2019-09-20
In this debut memoir, a woman shares her struggles to move forward after the tragic loss of her daughter to a rare brain tumor.
In January 2009, 14-year-old Laura, the eldest of Miller's three daughters, began experiencing severe headaches. A medical exam in mid-February concluded the headaches were caused by stress. Later that month, Laura suffered a seizure but seemed to recover in the ambulance on the way to the hospital. Within four days, she was on life support. With power and clarity, the author recalls the moment-to-moment events of Laura's final day. The neurosurgeon came into the waiting room and said: "Laura has suffered a massive brain bleed.…It's catastrophic and irreversible." She was legally dead. Hours later, Miller and her husband were approached by a woman from the Wisconsin Donor Network. Would they be willing to donate Laura's organs? Their decision, urged in part by Laura's 12-year-old-sister, Sara, would play a major role in the healing process. The family's profound sense of loss was mixed with the need to navigate through a new normal.

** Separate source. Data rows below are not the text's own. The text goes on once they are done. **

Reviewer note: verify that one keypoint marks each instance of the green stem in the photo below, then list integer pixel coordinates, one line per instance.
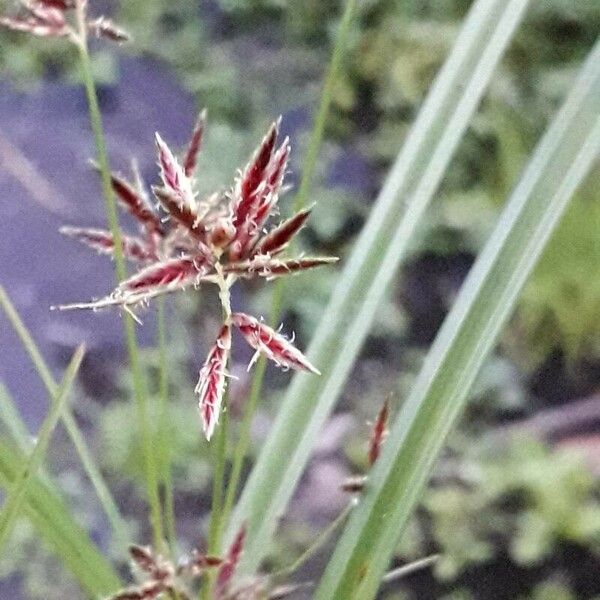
(165, 429)
(300, 200)
(321, 540)
(139, 386)
(312, 153)
(216, 516)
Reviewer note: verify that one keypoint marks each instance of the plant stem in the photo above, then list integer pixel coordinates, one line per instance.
(216, 516)
(165, 429)
(312, 153)
(113, 222)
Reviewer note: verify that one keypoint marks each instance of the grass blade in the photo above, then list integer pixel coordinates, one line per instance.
(382, 245)
(300, 201)
(559, 164)
(13, 422)
(55, 526)
(14, 500)
(77, 438)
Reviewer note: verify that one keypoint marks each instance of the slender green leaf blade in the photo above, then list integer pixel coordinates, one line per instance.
(13, 422)
(560, 162)
(57, 528)
(14, 501)
(91, 468)
(378, 253)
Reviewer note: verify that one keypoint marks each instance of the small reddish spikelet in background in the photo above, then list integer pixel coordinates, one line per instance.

Miller writes plaintively: "Widow is the word for a woman who's lost her husband, orphan is the term for someone whose parents are both deceased. There's no name, however, for a mother and father who lose a child." A week after the funeral, her husband was back at work and their two younger daughters were back in school. Miller slowly began to return to her volunteer work with Milwaukee's Jewish Community Center and the National Council of Jewish Women. Her loving, frequently heartbreaking memoir gives full expression to her despair, anger, fears, and resilience. Albeit occasionally repetitious, the account is articulate and pleasantly unvarnished ("Laura wasn't an easy baby. She needed us in a way that our younger two daughters wouldn't"). Vivid anecdotes about Laura, the inclusion of her mature-beyond-her-years writings, and family photographs give her new life in these pages. But the book is more than a tribute to a lovely, talented young girl. It also serves as a strong promotion for organ donation, a cause the entire family has thoroughly embraced.
A worthy addition to the grief and recovery genre.